As far as your driver is concerned, YES you would be much better off working on your swing, rather than trying to get a draw bias driver to solve a swing flaw. In addition, YES, to the fact that you will be cheating yourself by getting a band-aid to solve your problem which will require the purchase of a new driver if you ever corrected your swing and no longer needed the band-aid. A good swing correction is always the best solution. This will not only improve your outlook, confidence, and enjoyment, but it will improve your distance and accuracy. The draw biased drivers are designed to satisfy golfers who are looking for a quick fix. Unfortunately, the quick fix may not be as effective as advertized.

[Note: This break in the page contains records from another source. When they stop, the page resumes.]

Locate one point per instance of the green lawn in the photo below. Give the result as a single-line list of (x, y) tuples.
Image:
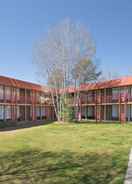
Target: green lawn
[(65, 154)]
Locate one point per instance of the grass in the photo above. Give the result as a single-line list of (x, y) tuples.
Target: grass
[(65, 154)]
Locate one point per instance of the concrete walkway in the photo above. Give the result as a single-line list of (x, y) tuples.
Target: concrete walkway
[(128, 177)]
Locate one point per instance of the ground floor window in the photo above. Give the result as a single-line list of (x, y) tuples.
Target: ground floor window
[(8, 112), (1, 112), (87, 112), (43, 112), (115, 112), (38, 112)]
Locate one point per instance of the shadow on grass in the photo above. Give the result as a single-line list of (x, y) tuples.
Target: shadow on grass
[(33, 166), (97, 123), (9, 126)]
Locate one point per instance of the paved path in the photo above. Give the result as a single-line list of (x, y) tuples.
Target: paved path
[(128, 177)]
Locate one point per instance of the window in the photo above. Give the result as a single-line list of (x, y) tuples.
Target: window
[(7, 93), (8, 112), (1, 92), (1, 112), (115, 111)]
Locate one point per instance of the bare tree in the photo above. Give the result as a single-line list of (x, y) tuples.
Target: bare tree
[(65, 45)]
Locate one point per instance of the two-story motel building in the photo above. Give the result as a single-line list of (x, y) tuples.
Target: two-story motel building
[(102, 101)]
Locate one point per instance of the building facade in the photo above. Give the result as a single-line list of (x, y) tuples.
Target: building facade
[(103, 101), (24, 101)]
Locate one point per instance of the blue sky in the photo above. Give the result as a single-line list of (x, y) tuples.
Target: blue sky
[(23, 22)]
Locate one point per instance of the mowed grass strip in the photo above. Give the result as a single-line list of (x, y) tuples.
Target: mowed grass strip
[(66, 154)]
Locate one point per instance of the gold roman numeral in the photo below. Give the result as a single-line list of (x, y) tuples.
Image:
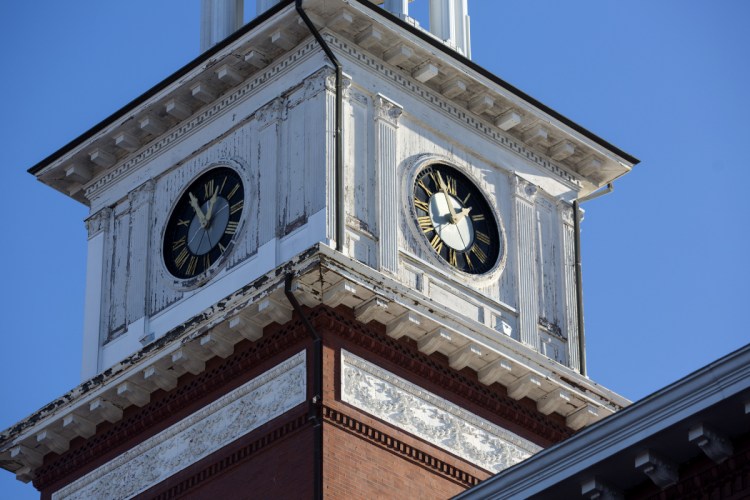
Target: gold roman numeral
[(422, 205), (437, 243), (423, 186), (482, 237), (236, 207), (468, 261), (451, 186), (178, 243), (192, 264), (208, 189), (181, 258), (479, 253), (425, 223)]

Those golfers who can benefit from the slight shift in the center of gravity to the heel of the club -- a draw bias club -- are the very good golfers who fade (not slice) the ball. They want to take advantage of the gear effect by hitting the ball away from the center of gravity toward the toe. Most of us have experienced this effect when missing the sweet spot toward the toe and the result is a slight draw.
The draw bias driver has the center of gravity shifted to the heel and you will benefit from this slight adjustment, and thus the gear effect, if you hit the ball on the sweet spot more frequently than most of us do.
Joe, get a lesson or two, and get a standard neutral driver. Last years model will do as the technology has not changed rapidly, and you can save a dollar or two then for your lessons.
WHY IS IT SO HARD TO HIT A 3-IRON?
Frank, why is it so difficult to hit a three iron?
Your question is to the point. It doesn't take up much space, is very short and is easier to answer than hitting a 3-iron. Try a 2-iron or even a 1-iron if you are really looking for a challenge. This is if you can find a 1-iron!
The 1-iron lost its place in the bag about 35 years ago -- soon after manufacturers started decreasing the unwritten standard lofts for irons. They did this surreptitiously in an effort to demonstrate how their irons hit the ball farther than the competitor's clubs. This trend created a 2-iron with the same loft as a 1-iron of old, and the 3-iron is now equivalent to the old 2-iron. Clubs are now about 4 to 5 degrees stronger than the same numbered clubs of the 1960's
There are no loft standards for clubs, as these are now somewhat dependent on the club head design. You will find that the trend of decreasing the loft is reversing a little because of the mass distribution in the club head of the more forgiving heads. These have a backward and low positioned center of gravity which is getting the ball up into the air more easily. As a result, the lofts are less than expected to compensate for the higher trajectory.
Your 3-iron, which you find so hard to hit, is probably one of the older blade-like designs without the forgiveness which is now afforded to the newer bulky, but more forgiving, cavity back designs. This bulkiness means that the Moment of Inertia (the forgiveness factor) is greater, but not as forgiving as an equivalent lofted Fairway wood or Hybrid. This makes the 3-iron more difficult to hit. If however, you hit your 3-iron flush (right on the sweet spot), it is as sweet as any shot can be.
My suggestion -- because we are not that good -- is to leave your 3-iron, and even your 4-iron, in the box they were shipped in, even if these are of the latest design. Use the space in your bag for a three and four hybrid. Hybrids will certainly do a very good job, which you expected your 3 and 4-irons to do.
Iron technology has not changed significantly in the last 10 years or so, but it certainly has changed since Jack Nicklaus was at his peak in the early 1960's, but he was able to hit a 2-iron very well. Ping introduced forgiving irons -- cavity back clubs -- in the late 1960's. This concept is now used in almost every iron club on the market designed for most of us who are not on the tour, or aspiring to get there. But even these long irons are more difficult to hit than hybrids.